Monday, Jan. 08, 1951
New Records
From the moment famed Cellist Pablo Casals agreed to lead a 1950 Bach festival in Prades (TIME, Jan. 30, et seg.), Columbia Records began setting the stage to record it. Among other things, canny Columbia saw to it that only Columbia (or entirely unaffiliated) artists were invited to take part. This guaranteed some fine artists, but excluded such notable Bach interpreters as Harpsichordist Wanda Landowska, who happens to make records for Victor.
Nonetheless, Columbia's ten-volume Prades Festival set (20 sides LP) makes record history. The performances were tape-recorded in a schoolhouse near the acoustically unsuitable Perpignan Cathedral, where the public performances were given. Although still not acoustically perfect (the piano sounds are particularly dull), the sum is a magnificent monument to Bach.

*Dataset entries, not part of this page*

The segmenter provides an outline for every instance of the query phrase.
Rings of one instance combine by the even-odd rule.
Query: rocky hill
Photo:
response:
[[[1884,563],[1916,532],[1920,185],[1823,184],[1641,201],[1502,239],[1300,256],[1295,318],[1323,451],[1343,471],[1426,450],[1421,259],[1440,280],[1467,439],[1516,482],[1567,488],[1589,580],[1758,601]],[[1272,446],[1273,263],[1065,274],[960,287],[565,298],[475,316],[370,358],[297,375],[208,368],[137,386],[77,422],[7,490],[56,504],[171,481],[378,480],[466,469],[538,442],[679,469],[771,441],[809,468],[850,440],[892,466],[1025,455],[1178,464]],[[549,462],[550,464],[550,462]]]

Since the full set runs to eight hours of playing time, most music lovers will want to pick and choose among the ten volumes. Among the most outstanding are Volumes I and II, which include beautifully clear and simple performances of the six Brandenburg concertos, with such noted soloists as Violinists Joseph Szigeti, Alexander Schneider, Flutist John Wum-mer, Oboist Marcel Tabuteau. The chief interest in Volume III is The Musical Offering (which Bach began as an improvisation on a theme supplied by Frederick the Great). Volume VI contains two memorable performances: Casals playing the Sonata No. 3 for cello and piano, and Pianist Rudolf Serkin's performance of the Chromatic Fantasy and Fugue in D Minor and the Italian Concerto in F Major. The six suites for unaccompanied cello, which Casals previously recorded for Victor (H.M.V.), are not included.
Other new records:
Bach: Well-Tempered Clavier (Wanda Landowska, harpsichord; Victor, 2 sides LP). The second installment (Preludes and Fugues 9-16) of 71-year-old Harpsichordist Landowska's definitive "last will and testament" (TIME, June 20, 1949). Recording: excellent.

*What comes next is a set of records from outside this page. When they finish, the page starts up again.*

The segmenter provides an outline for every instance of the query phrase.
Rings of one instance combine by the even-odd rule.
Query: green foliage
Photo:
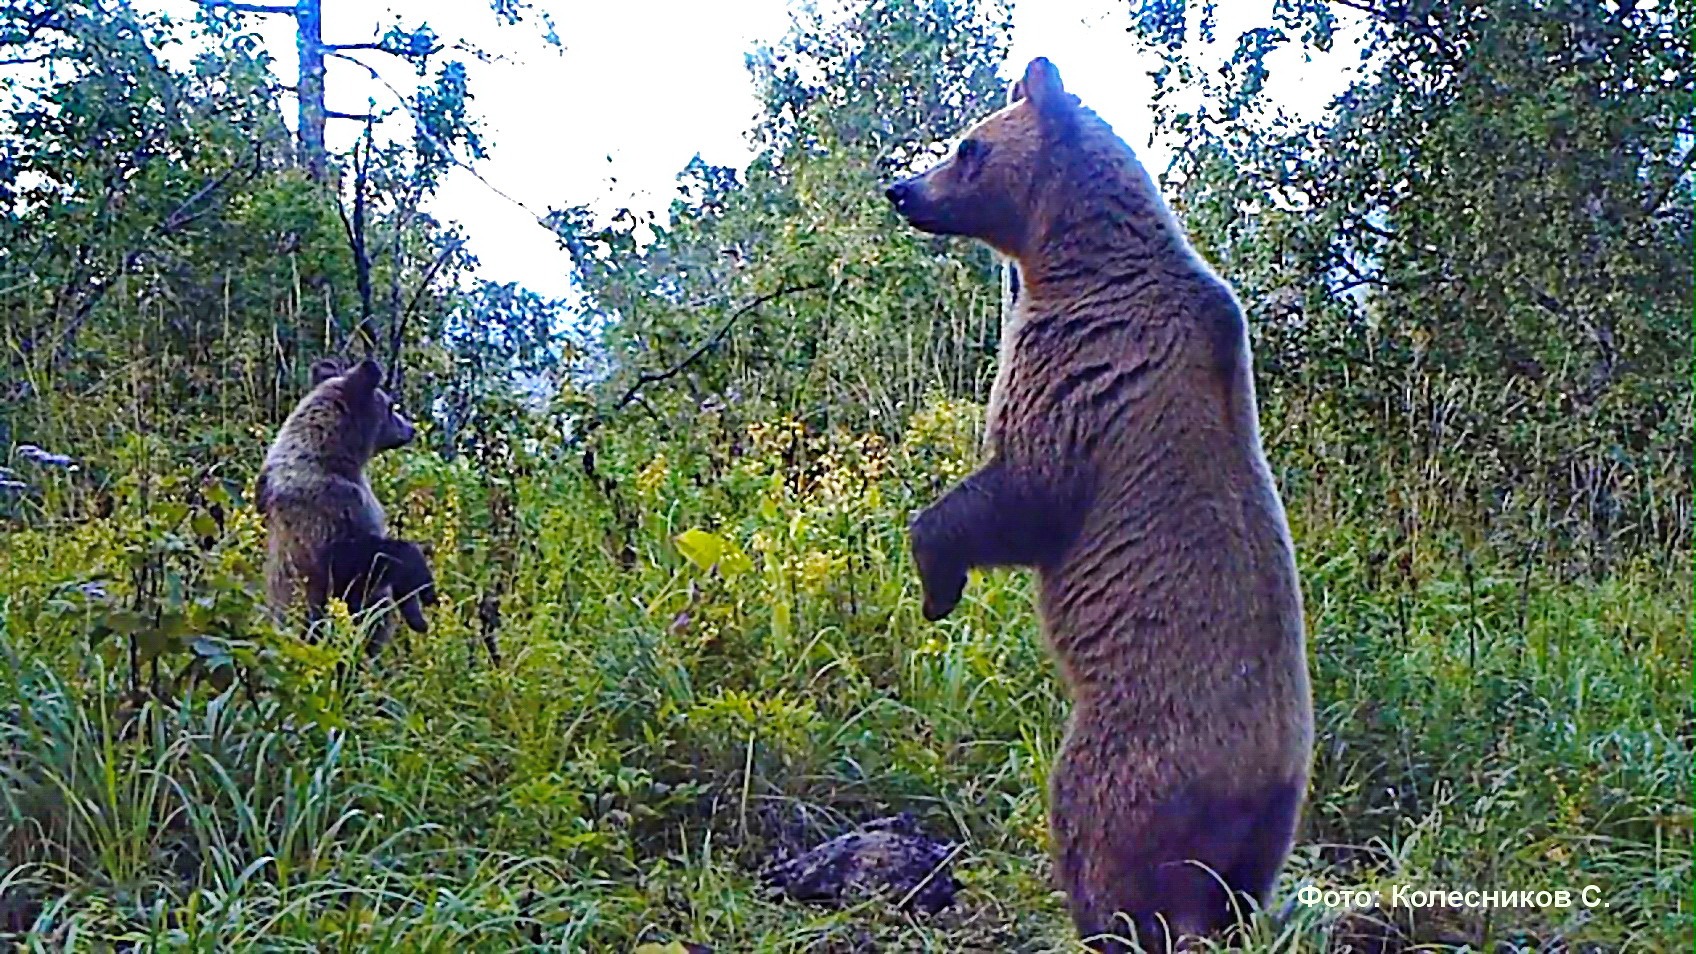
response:
[[[1005,98],[1006,30],[964,3],[801,16],[750,57],[766,118],[745,173],[690,163],[666,222],[557,213],[620,374],[682,361],[737,306],[782,292],[688,369],[694,405],[887,435],[928,390],[981,394],[999,330],[992,256],[892,227],[882,183]]]
[[[1586,570],[1685,550],[1696,11],[1301,0],[1214,76],[1179,45],[1194,6],[1210,29],[1182,0],[1135,25],[1183,142],[1178,211],[1251,313],[1268,430],[1409,526],[1464,508]],[[1334,6],[1364,20],[1360,78],[1292,120],[1267,54],[1329,49]]]
[[[465,457],[391,462],[378,491],[432,546],[448,595],[430,635],[338,673],[357,652],[345,639],[191,620],[255,647],[236,660],[251,695],[179,680],[131,697],[123,654],[81,648],[109,617],[57,606],[67,584],[115,577],[114,529],[169,538],[147,509],[20,538],[37,558],[0,563],[14,890],[48,937],[208,950],[258,931],[379,949],[799,950],[855,932],[1060,949],[1041,859],[1065,706],[1027,579],[981,575],[956,617],[924,624],[900,530],[939,473],[969,466],[977,411],[931,405],[893,444],[763,422],[716,468],[603,431],[599,473],[641,514],[622,540],[586,475],[522,449],[504,486]],[[501,547],[489,502],[509,493],[525,543],[495,666],[479,593]],[[232,505],[216,562],[258,558],[254,519]],[[1296,529],[1323,744],[1289,888],[1596,884],[1611,907],[1507,923],[1688,939],[1688,593],[1648,561],[1600,586],[1468,564],[1452,535],[1426,538],[1410,579],[1374,559],[1370,532]],[[130,588],[113,578],[108,594]],[[752,872],[797,833],[898,809],[967,844],[962,910],[907,922],[757,890]],[[1261,924],[1256,949],[1313,943],[1323,913]]]
[[[317,357],[374,351],[403,403],[451,393],[451,442],[513,372],[573,360],[556,302],[470,279],[464,237],[421,211],[456,153],[482,155],[461,64],[408,99],[410,142],[367,135],[326,186],[227,15],[5,16],[0,47],[51,68],[0,69],[0,439],[205,440],[208,421],[227,438],[279,420]],[[186,66],[161,55],[186,44]]]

Bernstein: Symphony No. 2 (Lukas Foss, pianist; the New York Philharmonic-Symphony, Leonard Bernstein conducting; Columbia, 2 sides LP). Composer Bernstein took his inspiration for this work from Poet W. H. Auden's The Age of Anxiety; he seems to have taken his musical inspiration from Shostakovich, Prokofiev, Stravinsky, et al. Performance and recording: good.

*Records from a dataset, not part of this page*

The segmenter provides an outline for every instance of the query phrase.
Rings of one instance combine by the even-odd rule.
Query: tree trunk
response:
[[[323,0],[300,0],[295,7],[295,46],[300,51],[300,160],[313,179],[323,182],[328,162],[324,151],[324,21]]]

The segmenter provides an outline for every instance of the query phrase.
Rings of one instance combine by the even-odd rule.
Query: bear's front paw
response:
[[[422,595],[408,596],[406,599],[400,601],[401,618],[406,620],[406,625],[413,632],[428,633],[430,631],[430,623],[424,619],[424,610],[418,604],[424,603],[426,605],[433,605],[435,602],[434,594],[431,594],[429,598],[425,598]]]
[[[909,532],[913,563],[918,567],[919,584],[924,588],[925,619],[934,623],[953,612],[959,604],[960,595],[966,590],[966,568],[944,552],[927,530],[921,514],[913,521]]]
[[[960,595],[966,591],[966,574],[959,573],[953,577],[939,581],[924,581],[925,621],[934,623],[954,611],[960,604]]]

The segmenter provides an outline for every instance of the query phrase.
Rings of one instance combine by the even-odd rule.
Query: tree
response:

Mozart: Concerto No. 18, K.456 (Lili Kraus, pianist; with the London Philharmonic Orchestra, Walter Goehr conducting; Decca-Parlophone, 2 sides LP). This is one of Mozart's finest concertos, and Pianist Kraus plays it strongly and forthrightly. Completing the second side, with Violinist Szymon Goldberg, she plays the unfinished Sonata K.404. Performance and recording: good.
Schumann: Scenes of Childhood (Vladimir Horowitz, pianist; Victor, 1 side LP). Pianist Horowitz caresses Schumann's cameolike little classics with more affectation than affection.
Verdi: Quartet in E Minor (the Paganini Quartet; Victor, 2 sides LP). Stuck in Naples, where he had gone to supervise a production of Aida, Verdi, then 60, decided to "amuse myself" by composing a string quartet--his first and only one. After a private performance, he pronounced it merely a "pastime," refused to have it published. He was too hard on himself: though his quartet is not quite a masterpiece of its kind, its first movement particularly has Verdi's irresistible melodic appeal. Performance and recording: excellent.